We chose the Connect4 game to compare MuZero over a deterministic method and its predecessor, AlphaZero.
In this part, we wanted to compare MuZero with a more standard method adapted for board games: the Minimax Algorithm with alpha-beta pruning.
In the table you can see the results of various games played between the 2 agents. The MuZero agent is the same as the one we have played with, and the difficulty of the Minimax algorithm is set to maximum, meaning is able to anticipate up to 5 turns of moves.
Here are the 3 games where Minimax started to play first, with the circles:
And here are the 3 games where MuZero started to play first, with the circles:
A few observations on the results and behaviors of the agents:
- When MuZero is starting, it is able to completely crush the Minimax algorithm, and this might be due to the fact that connect4 is a solved game for the player that is starting. On the 3 different games, MuZero started with the optimal move and put pressure on Minimax during the whole game.
- We observed that sometimes the advantage is not really on a specific player, and this is especially in these situations that MuZero is better than Minimax : when there is no clear choice of advantage to play a piece in a specific spot, the decisions of Minimax appear to be more random than the ones of MuZero, and this is where MuZero is able to obtain advantage.
- When Minimax is starting, the games are a little bit different, with 1 win for the deterministic algortihm. it proves that the strategy of Muzero is still not perfect, and that a depth of 5 turns for Minimax is large enough to be able to obtain an advantage in specific situations.
Our goal in this part was to assess the father and the son of no-human/domain knowledge reinforcement learning algorithms provided by Deepmind. The major difference between the 2 agents is that MuZero doesn't have any prior on the game's rules, it has no knowledge of the environment dynamics.

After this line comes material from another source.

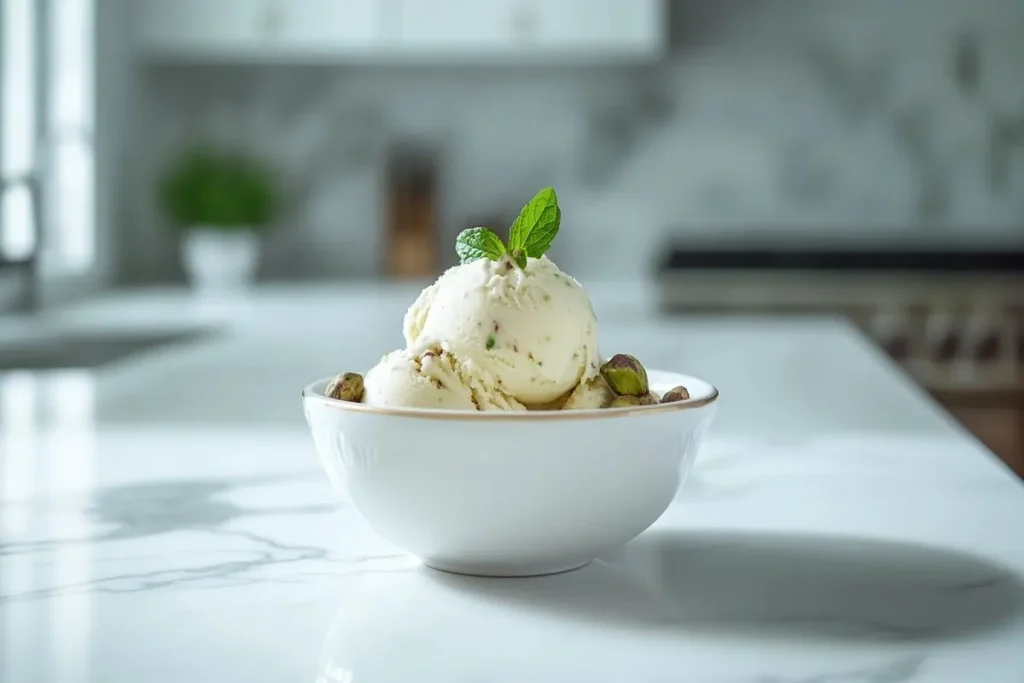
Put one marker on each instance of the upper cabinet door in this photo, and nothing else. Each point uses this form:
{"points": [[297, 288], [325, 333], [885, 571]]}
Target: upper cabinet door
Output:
{"points": [[525, 29], [600, 27], [450, 26], [254, 29]]}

We can see side by side 2 games, respectively when AlphaZero is starting with the circles, and then when MuZero is starting with the circles:
A few observations on the results and behaviors of the agents:
- The outcome is the same in both cases, the AlphaZero Agent wins. This is interesting since the advantaged player is the one starting, and MuZero didn't manage to win even when starting. Nevertheless, both games are pretty tight and it's only with the last pieces that AlphaZero wins.
- One possible explanations to this is that the MuZero algorithm doesn't have any prior on the game rules, so it might take longer to train it in order to achieve the same performance as AlphaZero. Even in the paper we can see that MuZero exceeds AlphaZero for the game of go (the most similar to connect4) after 500k steps, and our algorithm was only trained for 100k of them, and we can see that it learns a lot after this threshold in the paper.
- Another reason might come from the disparities in the 2 code implementations, and with the hyperparameters that both used, here are the hyperparameters for AlphaZero. With a more coherent base for the 2 algorithms and more training steps, it is almost sure that MuZero would reproduce the results in the paper, and draw or win against his father, AlphaZero.
We also tried to increase the number of simulations for MuZero to 500, versus 50 for AlphaZero, but the latter still managed to win after a differently-looking game compared to when both agents were allowed 50 simulation steps each. This reinforces the arguments stated above about the training of MuZero.